Drawing close to Howard Thurman
Two new books invite us to learn from what others have loved about the civil rights icon.
It was by fluke that my husband, my mother-in-law, and I ended up visiting Howard Thurman’s childhood home in 2019. We were on the airplane to Florida when I remembered that Thurman, a man often called the spiritual mentor of the civil rights movement, grew up in Daytona Beach. He spent his childhood close to the ocean, watching storms roll in, attending the segregated schools, going to church, working odd jobs, and confiding in the oak tree in his backyard.
Today, Daytona is a town where cars drive on the sandy beaches, a racetrack seats over 100,000 people, and Trump flags still fly everywhere.
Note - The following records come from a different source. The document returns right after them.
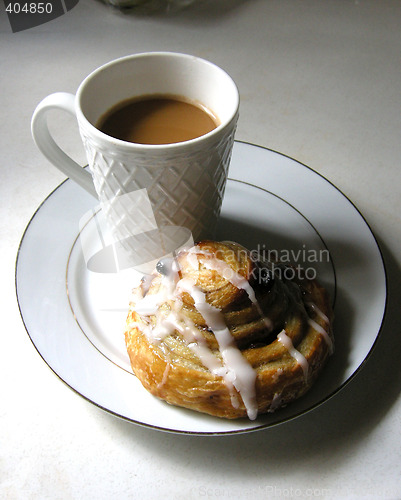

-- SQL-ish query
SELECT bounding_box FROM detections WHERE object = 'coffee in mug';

[97,95,219,144]
[32,52,239,270]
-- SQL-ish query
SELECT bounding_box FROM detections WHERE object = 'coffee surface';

[97,95,218,144]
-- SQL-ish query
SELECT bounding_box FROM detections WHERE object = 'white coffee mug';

[32,52,239,249]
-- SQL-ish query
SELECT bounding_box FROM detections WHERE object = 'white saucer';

[16,142,387,435]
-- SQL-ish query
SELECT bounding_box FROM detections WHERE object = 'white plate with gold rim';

[16,142,387,435]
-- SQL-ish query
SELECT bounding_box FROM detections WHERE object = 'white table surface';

[0,0,401,500]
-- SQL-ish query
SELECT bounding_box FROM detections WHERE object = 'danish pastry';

[125,241,333,419]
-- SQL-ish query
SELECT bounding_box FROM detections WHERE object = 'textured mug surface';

[32,52,239,254]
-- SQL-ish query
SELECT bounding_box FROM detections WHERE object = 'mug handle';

[31,92,98,198]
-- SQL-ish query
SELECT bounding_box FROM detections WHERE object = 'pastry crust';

[125,241,333,419]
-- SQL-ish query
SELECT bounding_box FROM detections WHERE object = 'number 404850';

[6,2,53,14]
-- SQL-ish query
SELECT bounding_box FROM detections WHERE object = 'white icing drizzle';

[183,252,273,330]
[130,252,258,420]
[308,318,334,354]
[267,392,282,413]
[277,330,309,381]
It’s still pretty segregated. Thurman’s home, hidden away in a residential neighborhood that is still predominantly Black, is one of those tiny museums run on a shoestring. We made an appointment for a tour.
I’d first encountered Thurman a decade earlier, when a colleague shared that he was listening to a multidisc set of Thurman’s talks and sermons (The Living Wisdom of Howard Thurman) while driving cross-country. Even this brief mention of Thurman stirred up in me an irresistible interest and curiosity, so I bought the set myself and began to listen to it. It was mesmerizing. Some tracks I listened to again and again over the years. I began to read more of Thurman’s books and to quote him in my own work. His words and voice were like none I’d ever heard—and yet, they were somehow so familiar. I shared a sentiment about Thurman that Parker Palmer describes in Anchored in the Current, the feeling that “I knew him well, and he knew me.”